Presidente Luiz Inácio Lula da Silva (PT) concedeu entrevista coletiva em Juiz de Fora (MG), neste sábado (28), e garantiu que o governo vai dar casas às vítimas dos deslizamentos em diversos municípios afetados
Em visita às cidades afetadas pelas grandes volumes de chuvas que assolam Minas Gerais desde o início da semana, o presidente Luiz Inácio Lula da Silva (PT) concedeu entrevista coletiva em Juiz de Fora (MG), neste sábado (28), e prometeu “dar casas” às vítimas das tragédias, em ato comparado aos desastres que assolaram o Rio Grande do Sul, no início de 2024.
“Minha visita é para assumir a responsabilidade, na frente dos prefeitos das cidades vitimadas pelas chuvas, para assumir o compromisso que o Governo Federal vai repetir aqui o mesmo que fizemos após a tragédia no Rio Grande do Sul [em 2024]. Vamos dar casa pras pessoas que perderam as casas”, garantiu.
Acompanhado de diversos ministros e aliados, o presidente ressaltou a importância de auxiliar os afetados pelos deslizamentos. O petista também falou em frente a nove prefeitos de cidades mineiras afetadas, incluindo Juiz de Fora e Ubá, que juntos registraram 70 mortos, conforme atualização deste sábado. Entre os administradores, estavam:
- Margarida Salomão, de Juiz de Fora;
- José Damato, de Ubá;
- Maurício Domingos, de Matias Barbosa;
- José Henriques, de Cataguases;
- Everaldo Roberto, de Paula Cândido;
- Cirlei Elizabete de Freitas, de Divinésia;
- Gustavo Fernandes, de Senador Firmino;
- Pedro Augusto Ferraz, de Leopoldina;
- Lucas Vieira Lopes, de Iguatama.

Zona da Mata já registrou 70 mortos (Foto: Ricardo Stuckert / PR)

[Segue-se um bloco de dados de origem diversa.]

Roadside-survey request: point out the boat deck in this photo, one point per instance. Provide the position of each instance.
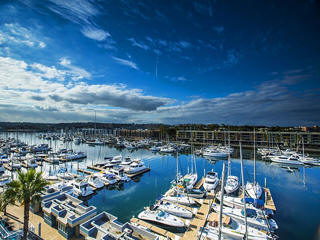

Lula dá coletiva em Juiz de Fora
“Vim aqui pra dizer pra vocês que ninguém que foi prejudicado pela chuva, prejudicado pelo deslizamento de terra, ficará com o prejuízo nas suas costas, nós vamos ajudar essas pessoas a se recuperarem, dando as casas, ajudando as pessoas a receber antecipadamente uma parte do Fundo de Garantia que eles tem direito, BPC, vamos fazer chegar o dinheiro pra que eles possam recomeçar a vida”, disse o petista durante discurso.
“O Governo Federal vai dar de graça a casa, não é financiar, vai dar de graça para as pessoas que perderam a casa. Aprendemos isso depois de apanhar muito com o que aconteceu no Rio Grande do Sul, então criamos um padrão chamado ‘padrão decência’, ‘padrão respeito’, de cuidar das pessoas”, completou Lula.
Tragédia no Rio Grande do Sul
Em 2024, o Rio Grande do Sul viveu uma das piores calamidades climáticas de sua história, quando um período prolongado de chuvas extremas entre abril e maio provocou enchentes, deslizamentos de terra e alagamentos em praticamente todo o território gaúcho.
O volume de chuva recorde afetou centenas de municípios, levando à morte de pelo menos 183 pessoas, deixando dezenas de desaparecidos, feridos e obrigando milhares de moradores a deixarem suas casas, com mais de 2,3 milhões de pessoas impactadas diretamente pelos efeitos das tempestades.
A magnitude do desastre também causou enormes prejuízos materiais e sociais, com centenas de milhares de pessoas desalojadas e necessitando de abrigo, e grandes perdas na infraestrutura urbana, na agricultura e no setor econômico local.
Autoridades estaduais e federais declararam situação de emergência e iniciaram programas de auxílio e reconstrução, enquanto estudos apontam que eventos meteorológicos intensificados pelas mudanças climáticas e fenômenos como o El Niño contribuíram para a severidade das enchentes.